Description of contents: programme
1. Electrical circuits 1.1 Electrical variables and units 1.2. Topological definitions 1.3. Kirchhoff's laws 1.4. Cicuit elements: resistor, inductor, capacitor and sources. 2. Analysis of DC circuits. 2.1. Parallel and series connections 2.2. Mesh method 2.3. Node method 2.5. Thévenin's theorem 2.3. Superposition principle. 3. Analysis of AC circuits. 3.1. Sinusoidal waves and phasors. 3.2. Impedance. 3.3. Circuit analysis in the frequency domain. 3.5. Power in AC circuits. 4. Analysis of three phase circuits. 4.1. Structure of a three phase system. 4.2. Phase and line magnitudes. 4.3. Single-phase equivalent circuit. 4.4. Three phase power and reactive compensation. Laboratory sessions about measurements in DC, AC circuits and three phase systems.
Learning activities and methodology
- Magistral classes for the exposition of the subject content. - Classes in smaller groups for the resolution of circuit analysis exercises. - Individual tutoring for solving student doubts. - Student individual work with proposed exercises. - Laboratory sessions for mounting an electrical circuit and measuring.
Assessment System
  • % end-of-term-examination 60
  • % of continuous assessment (assigments, laboratory, practicals...) 40
Basic Bibliography
  • Carlson, A. Bruce. Teoría de Circuitos. Thomson.
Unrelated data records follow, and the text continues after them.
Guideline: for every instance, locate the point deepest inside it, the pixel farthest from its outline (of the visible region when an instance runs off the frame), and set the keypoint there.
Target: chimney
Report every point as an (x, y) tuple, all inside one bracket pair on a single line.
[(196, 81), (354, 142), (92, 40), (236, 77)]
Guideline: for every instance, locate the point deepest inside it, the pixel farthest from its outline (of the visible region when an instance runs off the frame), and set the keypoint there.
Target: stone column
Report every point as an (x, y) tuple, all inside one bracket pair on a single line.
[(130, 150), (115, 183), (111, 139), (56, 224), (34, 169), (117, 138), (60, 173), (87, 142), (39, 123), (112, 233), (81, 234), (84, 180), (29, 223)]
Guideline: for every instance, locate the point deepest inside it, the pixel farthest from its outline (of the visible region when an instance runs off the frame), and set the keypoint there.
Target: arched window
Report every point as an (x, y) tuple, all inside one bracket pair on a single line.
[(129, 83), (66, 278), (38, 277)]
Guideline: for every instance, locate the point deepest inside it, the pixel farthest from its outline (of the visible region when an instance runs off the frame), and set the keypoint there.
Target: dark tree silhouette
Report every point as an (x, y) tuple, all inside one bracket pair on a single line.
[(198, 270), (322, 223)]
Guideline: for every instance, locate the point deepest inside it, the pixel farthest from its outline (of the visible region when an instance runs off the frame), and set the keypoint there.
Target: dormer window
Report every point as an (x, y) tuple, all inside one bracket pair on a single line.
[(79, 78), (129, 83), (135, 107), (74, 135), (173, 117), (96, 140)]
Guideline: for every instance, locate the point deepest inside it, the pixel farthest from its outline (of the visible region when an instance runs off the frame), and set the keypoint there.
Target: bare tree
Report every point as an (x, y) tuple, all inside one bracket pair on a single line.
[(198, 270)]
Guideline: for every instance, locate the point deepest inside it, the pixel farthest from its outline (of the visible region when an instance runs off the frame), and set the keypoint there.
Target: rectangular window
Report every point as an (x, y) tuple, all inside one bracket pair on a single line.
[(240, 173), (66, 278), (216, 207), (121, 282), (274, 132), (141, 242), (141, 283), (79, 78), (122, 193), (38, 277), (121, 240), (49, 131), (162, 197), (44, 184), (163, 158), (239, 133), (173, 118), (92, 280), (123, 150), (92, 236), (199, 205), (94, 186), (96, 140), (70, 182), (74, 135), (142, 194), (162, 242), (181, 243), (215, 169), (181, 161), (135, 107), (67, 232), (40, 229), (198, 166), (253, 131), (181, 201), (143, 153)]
  • Fraile Mora, Jesús. Electromagnetismo y circuitos eléctricos. McGraw-Hill.
  • Guillermo Robles. Problemas resueltos de fundamentos de ingeniería eléctrica. Paraninfo. 2015
  • Usaola, Julio y Moreno, Mª. Ángeles. Circuitos eléctricos. Problemas y ejercicios resueltos. Pearson Educación.
Additional Bibliography
  • Conejo Navarro, Antonio. Circuitos eléctricos para la Ingeniería. McGraw-Hill.
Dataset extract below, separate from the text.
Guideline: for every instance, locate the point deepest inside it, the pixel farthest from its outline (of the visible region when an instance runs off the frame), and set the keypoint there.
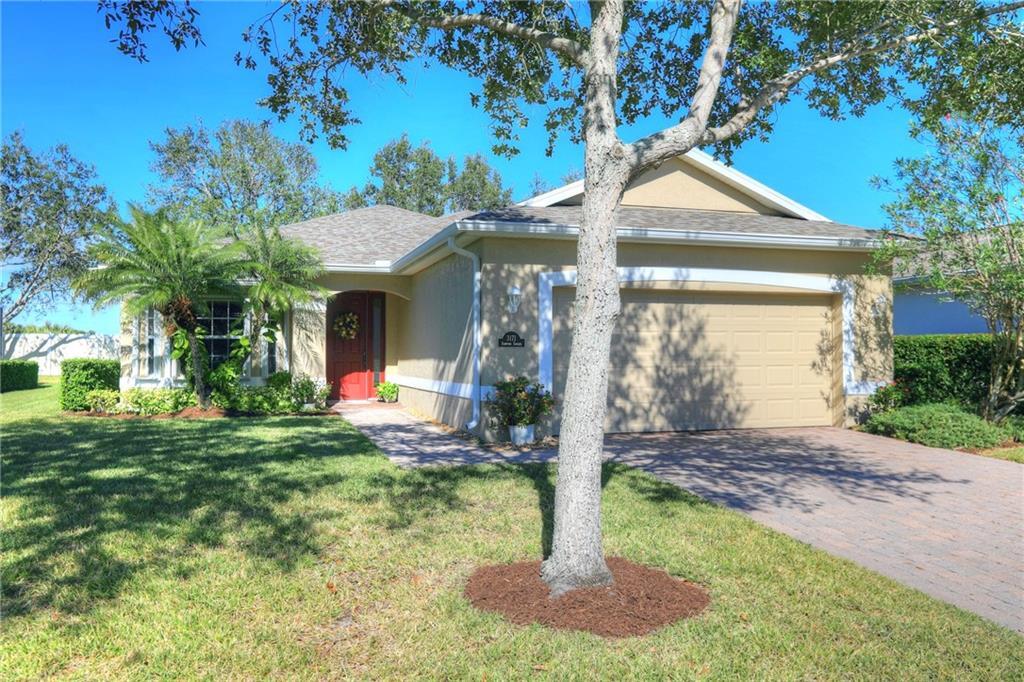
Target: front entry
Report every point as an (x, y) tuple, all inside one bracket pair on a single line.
[(355, 354)]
  • F. Barrero. Sistemas de Energía Eléctrica. Editorial Thomson.
  • Guirado R., Asensi R., Jurado F., Carpio J. Tecnología Eléctrica. Mc Graw Hill.
  • Gómez Expósito, Antonio, et al.. Teoría de Circuitos. Ejercicios de autoevaluación. Thomson.

The course syllabus and the academic weekly planning may change due academic events or other reasons.